I have heard that roses can have 2,3, 4, 5, 6, or 8 sets of Chromosomes, and this effects it’s reproduction. But I would like to know if someone could please shed some light on the matter for me. How does this effect its reproduction? Will roses of different number of chromos not cross with others. Will a hexaploid cross with a diploid? And why is a rose with three chromos sterile? Which species of roses are which? I am so confused. Do roses always get one chromo from each parent? Or would tetraploids get 2 from each and so on…

And what is up with albas uneven meiosis?

Hmm…I can’t wait to learn all this great stuff.

Thanks a lot,

Nathan

Gametes: pollen and ovules are half chromosome number so that adding them restore original number. Diploids have haploid gametes, diploid ones for tetraploids and so on. Except Caninae that have haploid pollen and polyploid, usually tetraploid, ovules.

As a rule needed are full complements that is sets of all 7 complementary rose chromosomes or multiples of to get viable gametes.

But Caninae, all species do split homologue chromosomes even and if available chromosome are uneven the plant is more or less sterile.
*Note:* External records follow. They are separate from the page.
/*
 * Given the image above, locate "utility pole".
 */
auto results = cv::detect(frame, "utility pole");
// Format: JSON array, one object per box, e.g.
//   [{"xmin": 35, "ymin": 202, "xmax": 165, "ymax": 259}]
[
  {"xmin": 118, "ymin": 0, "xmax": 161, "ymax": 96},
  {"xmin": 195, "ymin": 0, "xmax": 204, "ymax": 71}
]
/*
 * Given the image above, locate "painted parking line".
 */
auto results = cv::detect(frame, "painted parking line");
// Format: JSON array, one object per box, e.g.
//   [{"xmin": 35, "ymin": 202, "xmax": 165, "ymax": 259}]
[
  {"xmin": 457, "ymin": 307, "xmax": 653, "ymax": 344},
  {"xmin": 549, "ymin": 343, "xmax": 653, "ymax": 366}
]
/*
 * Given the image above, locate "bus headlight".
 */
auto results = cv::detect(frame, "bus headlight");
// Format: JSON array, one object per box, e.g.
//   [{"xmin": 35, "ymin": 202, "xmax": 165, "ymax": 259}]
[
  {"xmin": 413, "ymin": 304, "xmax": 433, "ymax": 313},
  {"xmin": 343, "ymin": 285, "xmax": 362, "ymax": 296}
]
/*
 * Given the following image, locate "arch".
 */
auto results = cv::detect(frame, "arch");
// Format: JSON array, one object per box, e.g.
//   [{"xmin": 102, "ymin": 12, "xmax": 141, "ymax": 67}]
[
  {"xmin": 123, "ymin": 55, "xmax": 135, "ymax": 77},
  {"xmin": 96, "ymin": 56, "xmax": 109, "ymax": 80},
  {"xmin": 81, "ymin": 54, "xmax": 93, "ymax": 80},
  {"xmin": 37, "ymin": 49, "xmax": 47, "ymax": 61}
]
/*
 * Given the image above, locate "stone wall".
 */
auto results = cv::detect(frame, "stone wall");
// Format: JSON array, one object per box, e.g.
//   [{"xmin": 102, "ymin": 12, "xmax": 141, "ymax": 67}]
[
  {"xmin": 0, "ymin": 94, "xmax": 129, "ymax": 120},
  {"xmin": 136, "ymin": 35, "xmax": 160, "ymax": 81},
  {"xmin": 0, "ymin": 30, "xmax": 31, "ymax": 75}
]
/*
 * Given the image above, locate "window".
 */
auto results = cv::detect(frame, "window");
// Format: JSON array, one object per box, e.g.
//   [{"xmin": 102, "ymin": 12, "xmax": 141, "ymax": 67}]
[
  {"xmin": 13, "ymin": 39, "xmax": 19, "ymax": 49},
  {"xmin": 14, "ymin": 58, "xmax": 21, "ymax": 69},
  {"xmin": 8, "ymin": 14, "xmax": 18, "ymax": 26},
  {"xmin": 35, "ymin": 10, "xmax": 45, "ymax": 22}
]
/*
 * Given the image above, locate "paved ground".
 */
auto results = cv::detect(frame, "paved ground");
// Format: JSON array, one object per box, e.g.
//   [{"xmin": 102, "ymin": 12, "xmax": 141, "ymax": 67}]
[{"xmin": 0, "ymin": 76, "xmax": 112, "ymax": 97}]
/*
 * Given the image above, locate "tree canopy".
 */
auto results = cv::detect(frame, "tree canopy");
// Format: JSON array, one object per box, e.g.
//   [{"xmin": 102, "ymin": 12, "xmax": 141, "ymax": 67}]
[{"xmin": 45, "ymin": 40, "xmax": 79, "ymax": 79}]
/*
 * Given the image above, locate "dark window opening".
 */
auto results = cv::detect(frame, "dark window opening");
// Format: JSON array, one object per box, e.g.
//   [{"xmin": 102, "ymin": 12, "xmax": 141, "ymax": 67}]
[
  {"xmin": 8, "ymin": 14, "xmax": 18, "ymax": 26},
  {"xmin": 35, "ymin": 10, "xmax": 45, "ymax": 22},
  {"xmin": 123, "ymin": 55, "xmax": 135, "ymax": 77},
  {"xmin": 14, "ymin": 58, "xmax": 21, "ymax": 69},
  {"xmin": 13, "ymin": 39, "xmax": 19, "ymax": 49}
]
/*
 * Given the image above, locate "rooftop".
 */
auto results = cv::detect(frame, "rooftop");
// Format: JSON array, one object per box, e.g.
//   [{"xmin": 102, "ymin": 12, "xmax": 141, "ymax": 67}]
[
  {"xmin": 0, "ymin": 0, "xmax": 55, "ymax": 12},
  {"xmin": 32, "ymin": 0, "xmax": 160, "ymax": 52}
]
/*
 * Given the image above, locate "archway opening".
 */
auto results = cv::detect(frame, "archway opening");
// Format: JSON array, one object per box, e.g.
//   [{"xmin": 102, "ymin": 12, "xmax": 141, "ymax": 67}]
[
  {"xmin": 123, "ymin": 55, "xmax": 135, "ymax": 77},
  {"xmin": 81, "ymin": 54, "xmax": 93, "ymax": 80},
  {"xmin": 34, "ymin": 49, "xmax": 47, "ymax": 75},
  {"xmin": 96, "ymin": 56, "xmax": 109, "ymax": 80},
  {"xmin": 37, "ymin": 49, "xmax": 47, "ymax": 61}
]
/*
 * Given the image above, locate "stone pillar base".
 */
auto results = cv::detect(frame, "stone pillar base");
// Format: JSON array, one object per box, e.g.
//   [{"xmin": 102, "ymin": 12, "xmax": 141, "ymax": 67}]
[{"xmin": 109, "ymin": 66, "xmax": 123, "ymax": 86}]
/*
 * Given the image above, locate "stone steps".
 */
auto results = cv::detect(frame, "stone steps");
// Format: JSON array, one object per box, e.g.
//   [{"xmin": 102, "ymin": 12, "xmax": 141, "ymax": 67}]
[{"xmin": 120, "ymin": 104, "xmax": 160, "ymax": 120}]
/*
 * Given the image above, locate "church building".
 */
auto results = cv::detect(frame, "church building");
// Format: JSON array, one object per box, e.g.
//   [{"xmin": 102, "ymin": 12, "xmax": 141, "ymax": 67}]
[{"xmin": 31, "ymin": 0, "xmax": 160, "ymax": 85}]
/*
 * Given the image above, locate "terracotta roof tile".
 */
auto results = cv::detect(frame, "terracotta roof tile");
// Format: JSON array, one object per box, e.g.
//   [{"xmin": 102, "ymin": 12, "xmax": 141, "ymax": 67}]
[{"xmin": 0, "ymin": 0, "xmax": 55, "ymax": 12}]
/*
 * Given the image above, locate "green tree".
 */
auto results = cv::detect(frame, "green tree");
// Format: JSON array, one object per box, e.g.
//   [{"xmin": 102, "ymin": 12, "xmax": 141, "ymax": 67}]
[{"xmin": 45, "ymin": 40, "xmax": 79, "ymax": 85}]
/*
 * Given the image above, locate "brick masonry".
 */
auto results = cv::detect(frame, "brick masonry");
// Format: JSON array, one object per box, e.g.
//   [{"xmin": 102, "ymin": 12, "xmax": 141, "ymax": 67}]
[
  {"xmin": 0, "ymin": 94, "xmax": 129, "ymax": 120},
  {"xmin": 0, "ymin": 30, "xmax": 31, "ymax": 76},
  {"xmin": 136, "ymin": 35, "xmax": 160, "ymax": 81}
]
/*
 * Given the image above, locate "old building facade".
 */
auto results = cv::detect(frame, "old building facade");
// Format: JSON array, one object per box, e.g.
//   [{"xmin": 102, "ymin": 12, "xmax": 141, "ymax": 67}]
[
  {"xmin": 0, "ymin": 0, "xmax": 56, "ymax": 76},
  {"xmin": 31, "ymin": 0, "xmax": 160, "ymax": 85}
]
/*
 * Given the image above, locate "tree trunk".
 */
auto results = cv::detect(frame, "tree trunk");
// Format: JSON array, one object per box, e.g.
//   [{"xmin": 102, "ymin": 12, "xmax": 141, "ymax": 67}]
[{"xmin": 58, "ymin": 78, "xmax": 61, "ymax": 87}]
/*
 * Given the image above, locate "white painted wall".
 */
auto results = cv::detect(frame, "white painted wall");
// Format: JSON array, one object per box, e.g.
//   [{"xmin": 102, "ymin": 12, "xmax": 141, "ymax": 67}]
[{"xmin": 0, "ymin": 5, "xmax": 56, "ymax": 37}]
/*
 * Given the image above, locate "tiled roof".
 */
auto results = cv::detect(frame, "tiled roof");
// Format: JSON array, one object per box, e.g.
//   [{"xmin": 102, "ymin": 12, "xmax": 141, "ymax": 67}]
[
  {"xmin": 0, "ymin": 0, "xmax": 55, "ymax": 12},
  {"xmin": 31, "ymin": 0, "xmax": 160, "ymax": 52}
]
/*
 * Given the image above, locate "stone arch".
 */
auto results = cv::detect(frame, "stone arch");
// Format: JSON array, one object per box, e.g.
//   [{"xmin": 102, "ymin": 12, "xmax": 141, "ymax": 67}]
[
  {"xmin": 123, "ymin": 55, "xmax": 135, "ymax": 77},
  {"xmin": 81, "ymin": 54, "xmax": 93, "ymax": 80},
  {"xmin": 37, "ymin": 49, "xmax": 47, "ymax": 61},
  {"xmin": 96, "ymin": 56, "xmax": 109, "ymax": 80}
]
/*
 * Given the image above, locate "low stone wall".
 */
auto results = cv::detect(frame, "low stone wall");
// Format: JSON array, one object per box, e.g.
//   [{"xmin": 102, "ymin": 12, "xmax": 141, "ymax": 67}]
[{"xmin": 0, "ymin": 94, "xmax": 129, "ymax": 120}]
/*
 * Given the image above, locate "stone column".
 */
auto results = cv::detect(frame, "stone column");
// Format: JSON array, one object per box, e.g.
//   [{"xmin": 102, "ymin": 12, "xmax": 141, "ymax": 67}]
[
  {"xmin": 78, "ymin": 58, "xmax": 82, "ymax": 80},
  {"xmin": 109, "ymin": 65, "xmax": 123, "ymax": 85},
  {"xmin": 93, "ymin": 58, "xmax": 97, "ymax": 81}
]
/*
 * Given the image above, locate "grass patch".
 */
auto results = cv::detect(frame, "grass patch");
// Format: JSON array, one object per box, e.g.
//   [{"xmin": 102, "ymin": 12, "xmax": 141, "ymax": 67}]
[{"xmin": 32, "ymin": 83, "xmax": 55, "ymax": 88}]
Unpaired plants such as haploids, triploids, pentaploids usually have this problem.

Interspecies rose crosses compatibility is variable but rarely impossible even if hybrids from species with the same chromosome number are eventually sterile. Hexaploids do cross with diploids: it is a shortcut to get tetraploids that are easier to cross to other tetraploids.

About sources for chromosome number they were cited before in this forum the best being Modern Roses.